Short’s lyrics on Unaltered Perspective place this sense of belonging at its moral center. “Feeling solidarity is one of my favorite feelings in existence,” he says. “Feeling camaraderie — I fiend for that shit.”
This is best captured on “Connections,” which Short describes as one of his favorite Inclination songs. “There’s the line on ‘Connections’ about feeling like you have ‘no one to count on,’ followed by the line, ‘I promise you that’s not the truth’,” he explains. “We figured out during recording that if Issac did that second line, then it’s as though he’s literally talking to me, rather than just me saying it to the listener.”
[Photo by Gabe Becerra]
These pathos-laden lyrics make Unaltered Perspective a uniquely hard-hitting listen. The album is rife with searing insight, tackling both the personal and the political. A key example of the latter is Short’s adroit weaving of commentary on the United States’s opioid epidemic into this dense moral fabric.
“The first few songs in particular are about how the crisis hit Kentucky and West Virginia,” Short says. “In Louisville, the opioid use is so heavy there was a road known as the Opana Highway.

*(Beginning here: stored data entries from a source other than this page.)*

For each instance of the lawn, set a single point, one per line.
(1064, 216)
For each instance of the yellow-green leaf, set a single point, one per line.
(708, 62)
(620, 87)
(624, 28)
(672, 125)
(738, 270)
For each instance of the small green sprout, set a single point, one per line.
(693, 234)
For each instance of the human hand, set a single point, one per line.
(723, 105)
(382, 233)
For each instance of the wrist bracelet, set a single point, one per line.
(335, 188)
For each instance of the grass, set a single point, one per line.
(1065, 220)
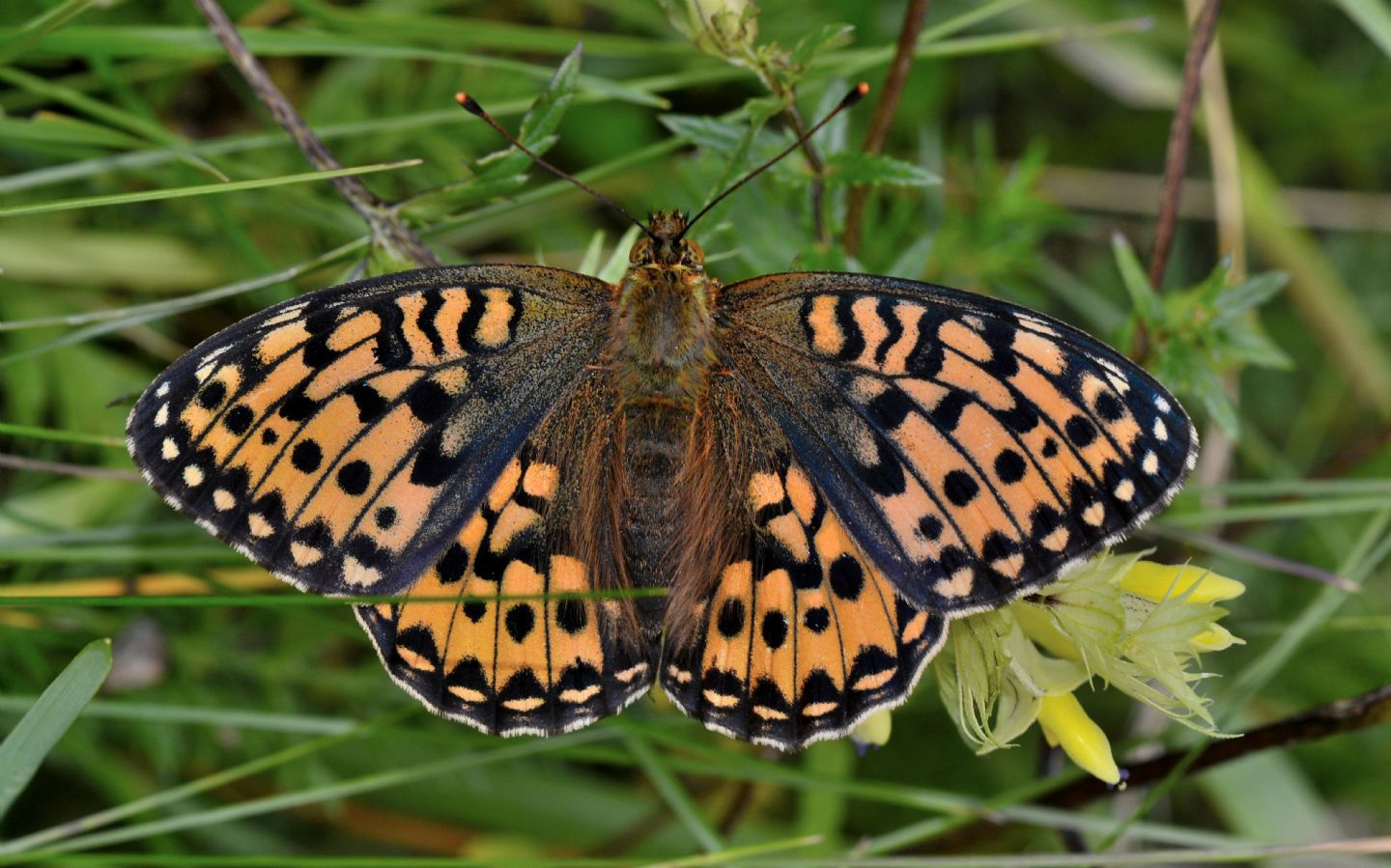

When they stopped making Opana, the price of it went from $5 to $60 and everyone started doing heroin. People were overdosing left, right, and center … Our governor at the time was this piece of shit called Matt Bevin, who went on TV and just offered ‘thoughts and prayers.’ So that song [“Thoughts & Prayers“] was in my head for a long time.”
What makes Unaltered Perspective’s early tracks so powerful is their willingness to go straight for the jugular of the opioid crisis, calling out the degregulated pharmaceutical industry and the politicians who are allowing it to cause such damage to communities and individuals. Short elaborates, “It’s the same as the oil industry: They knew what burning carbon was doing to the atmosphere, but they said, ‘Fuck it, a few more dollars.’ That’s what healthcare is doing in America: They’re saying, ‘Fuck it, a few more dollars.’”
Following the sociopolitical scorn of these opening tracks, the album’s focus shifts to look at how the crisis has impacted individuals. The tracks “Predetermined” and “Bystander” stand out as particularly intense personal portraits. “I wrote ‘Predetermined’ after I got home from my childhood best friend’s funeral,” Short explains. “We led parallel lives to a point, then diverged. He was in rehab several times. It reached the point where, when I got the phone call saying he was dead, I wasn’t surprised. That track’s about that feeling of not being surprised.”
“Bystander” serves as an intriguing counterpoint to this perspective. “One of the worst feelings of my life is resigning myself to a friend who was on a course of self-destruction,” Short says. “I was wrong — he turned it around and is healthier than he’s ever been. That song is an apology”.
For Short and Hale, straight edge is about ownership of personal autonomy. In a world marred by horrors beyond our individual control, following this philosophy is a means of remaining in charge of one’s own existence. It provides “something to believe in,” as Inclination expresses on “A Decision.”
There’s a touch of the spiritual to the language Inclination use regarding straight edge. “I find my relationship with straight edge spiritual, but it’s because it involves the community of hardcore,” says Hale. “I don’t find it to be a relationship with God, but I do find that when I’m at a show. That’s my form of church.”
“To me, it is spirituality,” says Short. “But so is hardcore. There’s nothing more amazing to me than being in a mosh pit. It’s transcendent. It isn’t something I do to let out my aggression, I do that at work. I come to hardcore to be with the people I belong with.”
Unaltered Perspective is a remarkable attempt to foster this sense of belonging. It’s an intense ride, but also a consistently thrilling vision of hardcore punk at its most empathetic and human.